Crypto.com erroneously sent more than 320,000 Ether ETH/USD worth around $400 million to competing cryptocurrency exchange Gate.io, on Oct. 21, according to the company’s CEO.
This information was made public today after a Twitter user shared a screenshot asking why a significant amount of Ether had mysteriously left Crypto.com a few weeks ago.
Crypto.com CEO Kris Marszalek responded to the tweet by claiming that a human error led to the transfer.
According to Marszalek, someone on his team unintentionally sent 80% or so of their ether reserves to a "whitelisted exchange."
He said that the money was supposed to transfer to a fresh cold storage wallet.
"It was supposed to be a move to a new cold storage address but was sent to a whitelisted external exchange address. We worked with the Gate team and the funds were subsequently returned to our cold storage," Marszalek said.
All the Ether was recovered, Marszalek added.
Also read: Why FTX's Collapse Is The Crypto Equivalent Of The 2008 Lehman Brothers Crisis
The error occurs at a time when users are closely analyzing how exchanges manage their cash, and confidence in centralized exchanges has decreased following the collapse of FTX.

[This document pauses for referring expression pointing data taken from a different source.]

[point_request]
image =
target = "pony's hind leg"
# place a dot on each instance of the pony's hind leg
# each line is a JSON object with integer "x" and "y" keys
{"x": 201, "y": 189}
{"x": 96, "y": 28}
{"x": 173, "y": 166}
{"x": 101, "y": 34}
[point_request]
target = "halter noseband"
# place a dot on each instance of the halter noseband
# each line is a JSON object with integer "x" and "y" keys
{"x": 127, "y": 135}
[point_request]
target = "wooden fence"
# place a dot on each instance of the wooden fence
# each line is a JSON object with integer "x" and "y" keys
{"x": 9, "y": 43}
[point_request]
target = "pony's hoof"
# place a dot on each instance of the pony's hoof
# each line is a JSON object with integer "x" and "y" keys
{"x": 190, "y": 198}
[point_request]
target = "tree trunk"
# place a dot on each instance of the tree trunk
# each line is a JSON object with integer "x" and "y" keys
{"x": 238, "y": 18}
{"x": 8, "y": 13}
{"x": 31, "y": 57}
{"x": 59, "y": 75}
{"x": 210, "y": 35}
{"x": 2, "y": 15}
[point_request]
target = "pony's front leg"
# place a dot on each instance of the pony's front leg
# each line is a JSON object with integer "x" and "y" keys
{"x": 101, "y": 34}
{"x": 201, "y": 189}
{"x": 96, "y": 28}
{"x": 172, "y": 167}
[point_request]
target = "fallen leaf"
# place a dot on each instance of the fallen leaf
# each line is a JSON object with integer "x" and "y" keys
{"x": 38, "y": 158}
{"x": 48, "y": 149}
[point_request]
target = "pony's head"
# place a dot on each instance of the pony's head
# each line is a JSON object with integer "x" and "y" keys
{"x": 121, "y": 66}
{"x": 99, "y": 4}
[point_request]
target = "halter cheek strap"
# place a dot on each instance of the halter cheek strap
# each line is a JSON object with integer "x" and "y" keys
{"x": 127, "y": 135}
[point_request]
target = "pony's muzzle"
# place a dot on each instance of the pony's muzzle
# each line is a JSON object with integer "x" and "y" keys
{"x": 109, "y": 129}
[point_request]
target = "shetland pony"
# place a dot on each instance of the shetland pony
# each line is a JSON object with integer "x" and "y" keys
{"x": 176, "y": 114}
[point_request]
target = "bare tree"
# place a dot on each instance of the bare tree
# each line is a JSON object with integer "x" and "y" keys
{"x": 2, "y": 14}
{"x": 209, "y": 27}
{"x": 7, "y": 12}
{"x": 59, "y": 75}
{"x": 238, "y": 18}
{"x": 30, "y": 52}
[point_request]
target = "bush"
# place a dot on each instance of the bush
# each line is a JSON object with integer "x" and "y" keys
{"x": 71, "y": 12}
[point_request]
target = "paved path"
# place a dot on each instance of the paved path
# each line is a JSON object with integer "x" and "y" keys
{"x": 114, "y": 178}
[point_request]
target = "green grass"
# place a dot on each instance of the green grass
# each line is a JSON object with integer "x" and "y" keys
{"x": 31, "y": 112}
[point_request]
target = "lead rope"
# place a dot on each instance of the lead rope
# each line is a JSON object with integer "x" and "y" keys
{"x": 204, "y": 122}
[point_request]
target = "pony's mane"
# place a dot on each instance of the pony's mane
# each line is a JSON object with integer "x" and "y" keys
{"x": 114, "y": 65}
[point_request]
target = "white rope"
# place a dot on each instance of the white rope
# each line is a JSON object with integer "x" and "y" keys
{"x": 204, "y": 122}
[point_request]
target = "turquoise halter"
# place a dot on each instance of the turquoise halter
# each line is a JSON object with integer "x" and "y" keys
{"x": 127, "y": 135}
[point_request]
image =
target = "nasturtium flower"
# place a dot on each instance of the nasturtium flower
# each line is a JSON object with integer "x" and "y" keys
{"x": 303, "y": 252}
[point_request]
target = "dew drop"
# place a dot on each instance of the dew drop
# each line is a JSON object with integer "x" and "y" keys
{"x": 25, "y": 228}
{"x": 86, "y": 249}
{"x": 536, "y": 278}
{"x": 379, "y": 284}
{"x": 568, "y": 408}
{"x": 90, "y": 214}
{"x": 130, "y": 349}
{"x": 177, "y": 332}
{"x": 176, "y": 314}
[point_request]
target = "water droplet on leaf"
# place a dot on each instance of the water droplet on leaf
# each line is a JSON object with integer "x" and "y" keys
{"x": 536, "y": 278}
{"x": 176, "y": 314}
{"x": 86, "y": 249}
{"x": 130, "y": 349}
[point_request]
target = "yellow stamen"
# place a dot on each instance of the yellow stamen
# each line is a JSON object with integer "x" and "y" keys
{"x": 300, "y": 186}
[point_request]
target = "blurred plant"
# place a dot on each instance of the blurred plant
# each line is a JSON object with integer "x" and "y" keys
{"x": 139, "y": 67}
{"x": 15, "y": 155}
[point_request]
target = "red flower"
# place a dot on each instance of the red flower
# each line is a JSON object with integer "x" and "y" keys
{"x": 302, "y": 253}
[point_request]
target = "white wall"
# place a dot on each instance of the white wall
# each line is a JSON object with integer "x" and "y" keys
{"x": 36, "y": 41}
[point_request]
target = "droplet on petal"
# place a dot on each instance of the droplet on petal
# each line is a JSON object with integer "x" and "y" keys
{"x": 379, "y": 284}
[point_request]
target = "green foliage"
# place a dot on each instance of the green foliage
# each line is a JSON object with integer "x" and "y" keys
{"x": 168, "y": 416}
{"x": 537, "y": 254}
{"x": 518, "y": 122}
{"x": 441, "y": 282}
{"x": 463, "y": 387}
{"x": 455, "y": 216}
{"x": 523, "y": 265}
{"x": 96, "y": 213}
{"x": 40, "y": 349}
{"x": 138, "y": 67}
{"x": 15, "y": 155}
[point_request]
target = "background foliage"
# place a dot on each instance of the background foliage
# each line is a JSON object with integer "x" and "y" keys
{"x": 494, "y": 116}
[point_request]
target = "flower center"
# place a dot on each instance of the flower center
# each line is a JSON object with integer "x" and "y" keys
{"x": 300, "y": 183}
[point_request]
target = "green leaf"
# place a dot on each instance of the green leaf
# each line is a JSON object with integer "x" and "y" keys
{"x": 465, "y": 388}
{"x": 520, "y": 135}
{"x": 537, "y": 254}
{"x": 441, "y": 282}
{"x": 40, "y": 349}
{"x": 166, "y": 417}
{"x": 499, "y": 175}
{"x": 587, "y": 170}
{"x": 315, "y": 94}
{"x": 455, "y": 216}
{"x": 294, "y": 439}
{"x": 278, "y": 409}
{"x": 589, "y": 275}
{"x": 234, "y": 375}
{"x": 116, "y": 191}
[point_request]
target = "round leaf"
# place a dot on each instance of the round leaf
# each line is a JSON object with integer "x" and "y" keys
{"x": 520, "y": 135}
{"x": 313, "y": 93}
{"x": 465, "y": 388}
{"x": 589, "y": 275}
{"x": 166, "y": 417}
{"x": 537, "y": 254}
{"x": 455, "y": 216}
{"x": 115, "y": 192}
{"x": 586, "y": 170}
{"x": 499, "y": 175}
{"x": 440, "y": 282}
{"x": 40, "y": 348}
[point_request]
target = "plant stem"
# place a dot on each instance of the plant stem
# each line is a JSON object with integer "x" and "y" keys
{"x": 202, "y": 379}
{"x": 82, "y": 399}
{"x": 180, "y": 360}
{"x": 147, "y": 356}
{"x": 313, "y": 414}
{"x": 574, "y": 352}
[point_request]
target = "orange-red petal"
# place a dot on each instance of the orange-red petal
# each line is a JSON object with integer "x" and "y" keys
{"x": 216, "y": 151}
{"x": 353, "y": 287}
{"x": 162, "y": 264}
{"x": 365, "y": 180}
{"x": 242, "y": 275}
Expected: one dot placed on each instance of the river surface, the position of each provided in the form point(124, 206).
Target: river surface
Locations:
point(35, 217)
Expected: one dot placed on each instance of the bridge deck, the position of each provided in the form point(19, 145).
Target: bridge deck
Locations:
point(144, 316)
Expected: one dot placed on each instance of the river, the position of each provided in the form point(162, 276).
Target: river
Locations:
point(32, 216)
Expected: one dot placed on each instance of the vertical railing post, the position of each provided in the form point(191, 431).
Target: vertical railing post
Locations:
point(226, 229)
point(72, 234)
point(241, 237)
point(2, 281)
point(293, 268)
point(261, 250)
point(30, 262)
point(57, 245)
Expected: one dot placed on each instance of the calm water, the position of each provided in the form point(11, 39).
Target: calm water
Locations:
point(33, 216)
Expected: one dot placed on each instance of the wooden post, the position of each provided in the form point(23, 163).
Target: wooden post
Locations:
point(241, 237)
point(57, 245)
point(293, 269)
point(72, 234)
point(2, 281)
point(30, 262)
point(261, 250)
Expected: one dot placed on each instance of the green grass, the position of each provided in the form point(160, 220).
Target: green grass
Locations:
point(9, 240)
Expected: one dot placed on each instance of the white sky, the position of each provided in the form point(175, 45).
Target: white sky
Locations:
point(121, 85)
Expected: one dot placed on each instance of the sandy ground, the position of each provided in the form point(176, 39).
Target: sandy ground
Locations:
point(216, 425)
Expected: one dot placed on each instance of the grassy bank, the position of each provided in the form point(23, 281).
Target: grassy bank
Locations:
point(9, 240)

This is not the first time Crypto.com has erred in the transfer of funds.
Over $7.1 million was unintentionally transferred to a customer by an employee last year.
Later, the company sued the recipient to get the money back.

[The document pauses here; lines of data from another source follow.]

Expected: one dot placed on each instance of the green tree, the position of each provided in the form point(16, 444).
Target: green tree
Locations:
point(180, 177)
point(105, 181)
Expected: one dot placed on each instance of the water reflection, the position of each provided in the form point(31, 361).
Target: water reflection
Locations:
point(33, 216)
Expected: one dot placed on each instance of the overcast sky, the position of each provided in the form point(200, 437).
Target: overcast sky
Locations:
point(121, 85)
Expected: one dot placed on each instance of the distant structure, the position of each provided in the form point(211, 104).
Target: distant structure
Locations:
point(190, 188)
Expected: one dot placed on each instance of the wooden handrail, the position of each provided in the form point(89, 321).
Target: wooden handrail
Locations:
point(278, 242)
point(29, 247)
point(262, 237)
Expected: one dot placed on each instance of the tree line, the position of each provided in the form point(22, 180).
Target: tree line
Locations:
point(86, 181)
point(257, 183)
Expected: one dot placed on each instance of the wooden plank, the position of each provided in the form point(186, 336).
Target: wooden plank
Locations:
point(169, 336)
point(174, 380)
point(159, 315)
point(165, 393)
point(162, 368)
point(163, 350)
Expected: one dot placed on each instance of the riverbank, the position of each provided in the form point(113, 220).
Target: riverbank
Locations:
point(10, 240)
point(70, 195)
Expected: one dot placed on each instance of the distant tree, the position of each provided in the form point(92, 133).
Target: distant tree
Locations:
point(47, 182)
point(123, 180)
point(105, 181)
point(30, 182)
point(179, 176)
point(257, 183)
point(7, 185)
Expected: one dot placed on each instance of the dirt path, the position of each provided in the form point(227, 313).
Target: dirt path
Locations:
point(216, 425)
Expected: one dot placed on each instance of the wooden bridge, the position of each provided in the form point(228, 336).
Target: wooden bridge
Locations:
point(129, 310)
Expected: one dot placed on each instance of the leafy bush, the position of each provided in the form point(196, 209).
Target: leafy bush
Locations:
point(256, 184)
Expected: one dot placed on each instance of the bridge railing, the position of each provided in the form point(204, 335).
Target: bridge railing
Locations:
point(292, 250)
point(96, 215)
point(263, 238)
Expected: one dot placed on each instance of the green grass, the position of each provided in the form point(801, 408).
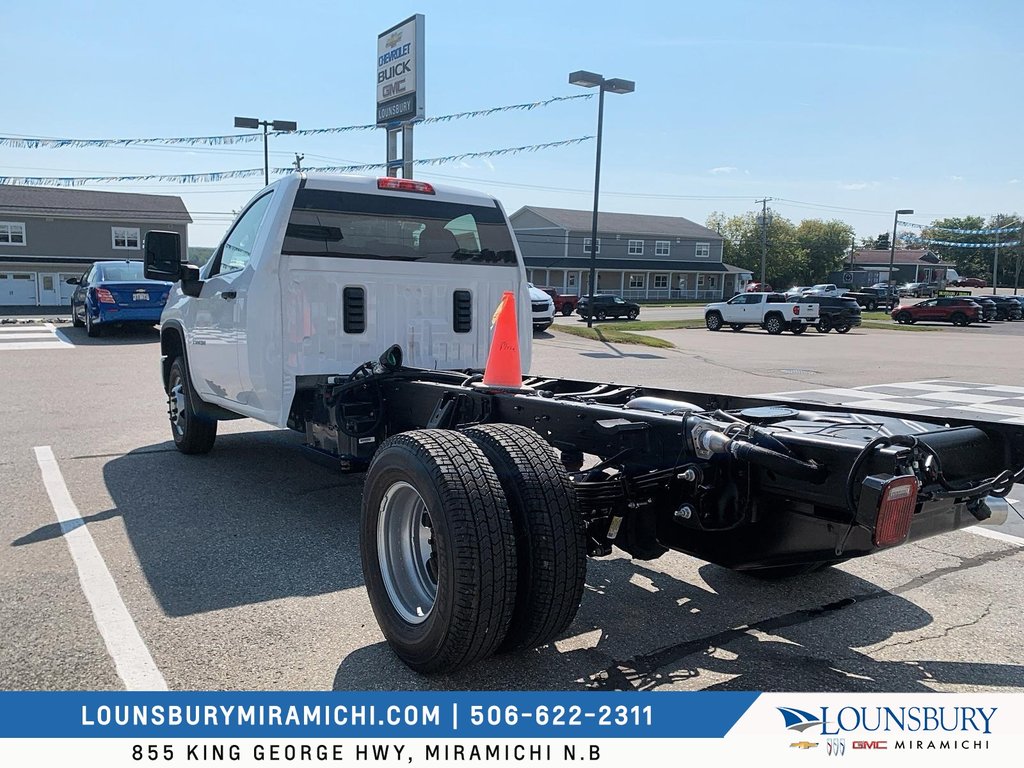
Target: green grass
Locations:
point(613, 335)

Community Concerned About Crypto.com's Justification
Crypto.com's justification is being questioned by many in the cryptocurrency industry, who think that the transfers may be related to the exchange misrepresenting its reserve.
The CEO of Crypto(.)com says they accidentally sent $400 million $ETH to the wrong wallet address.

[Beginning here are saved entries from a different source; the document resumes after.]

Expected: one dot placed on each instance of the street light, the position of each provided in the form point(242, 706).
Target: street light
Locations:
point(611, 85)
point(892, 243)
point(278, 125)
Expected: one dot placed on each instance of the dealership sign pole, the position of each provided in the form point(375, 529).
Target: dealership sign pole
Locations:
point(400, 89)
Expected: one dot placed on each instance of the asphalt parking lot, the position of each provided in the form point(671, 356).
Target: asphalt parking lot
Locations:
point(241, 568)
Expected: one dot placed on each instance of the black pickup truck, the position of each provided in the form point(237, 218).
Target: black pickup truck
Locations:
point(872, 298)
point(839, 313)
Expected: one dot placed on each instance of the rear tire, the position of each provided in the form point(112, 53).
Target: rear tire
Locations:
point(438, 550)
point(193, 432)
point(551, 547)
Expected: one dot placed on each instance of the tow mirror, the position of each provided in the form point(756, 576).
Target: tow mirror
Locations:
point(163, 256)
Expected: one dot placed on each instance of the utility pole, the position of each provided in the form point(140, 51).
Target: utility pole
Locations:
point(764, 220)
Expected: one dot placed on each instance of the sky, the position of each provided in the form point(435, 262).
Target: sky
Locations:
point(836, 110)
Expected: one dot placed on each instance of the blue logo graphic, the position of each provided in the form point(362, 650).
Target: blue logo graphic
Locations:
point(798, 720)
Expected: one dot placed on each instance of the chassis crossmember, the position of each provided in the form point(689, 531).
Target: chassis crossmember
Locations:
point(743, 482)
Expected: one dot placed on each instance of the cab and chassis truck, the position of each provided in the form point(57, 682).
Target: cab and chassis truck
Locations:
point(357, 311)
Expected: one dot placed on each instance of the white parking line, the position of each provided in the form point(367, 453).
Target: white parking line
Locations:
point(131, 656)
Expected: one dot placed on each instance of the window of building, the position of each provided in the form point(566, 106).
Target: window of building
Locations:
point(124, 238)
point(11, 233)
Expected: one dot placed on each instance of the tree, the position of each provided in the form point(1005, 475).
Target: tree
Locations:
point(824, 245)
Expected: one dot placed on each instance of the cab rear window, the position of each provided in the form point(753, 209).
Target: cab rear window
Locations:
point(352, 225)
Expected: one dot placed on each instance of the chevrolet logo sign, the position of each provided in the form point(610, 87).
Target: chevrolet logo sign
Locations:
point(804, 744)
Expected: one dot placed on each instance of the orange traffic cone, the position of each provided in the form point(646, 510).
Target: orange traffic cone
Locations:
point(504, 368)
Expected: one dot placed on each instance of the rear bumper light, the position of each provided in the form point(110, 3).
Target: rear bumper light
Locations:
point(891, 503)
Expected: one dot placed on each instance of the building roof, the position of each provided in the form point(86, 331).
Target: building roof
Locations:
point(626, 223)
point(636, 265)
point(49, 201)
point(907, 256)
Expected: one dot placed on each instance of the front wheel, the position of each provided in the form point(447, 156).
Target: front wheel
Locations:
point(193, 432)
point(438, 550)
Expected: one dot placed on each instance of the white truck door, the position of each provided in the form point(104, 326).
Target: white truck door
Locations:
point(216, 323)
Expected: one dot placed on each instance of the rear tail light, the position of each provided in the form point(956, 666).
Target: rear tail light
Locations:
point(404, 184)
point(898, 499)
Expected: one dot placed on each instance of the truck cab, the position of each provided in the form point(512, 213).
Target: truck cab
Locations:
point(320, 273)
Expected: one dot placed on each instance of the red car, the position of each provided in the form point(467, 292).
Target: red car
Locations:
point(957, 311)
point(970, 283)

— Dylan LeClair (@DylanLeClair_) November 13, 2022
Wildly irresponsible.
Get off these platforms. pic.twitter.com/SABIZPEYWZ
Meanwhile, Adam Cochran of Synthetix and Yearn Finance emphasized that the CEO should fill in some of the gaps in Crypto.com's proof of assets.
The response of "wait for our audit" is insufficient, Cochran continued.
“If the assets are there, this should be fairly simple to point to even 80% of these assets to assure users in the meantime. Understand people have reason to be concerned and ask questions in this environment,” Cochran said.
Well-known crypto influencer Ben Armstrong (BitBoy) announced that he was removing all of his assets from Crypto.com and encouraged others to follow suit.
He claimed that incidents in the recent past have taught him the value of maintaining self-custody.
Changpeng Zhao, the CEO of Binance, also commented on the incident, stating that it is a "clear sign of problems" when an exchange moves significant sums of cryptocurrency before or after its proof-of-reserve.
The CEO of Crypto.com has denounced the rumors regarding the exchange and suggested that users pay more attention to companies with connections to FTX.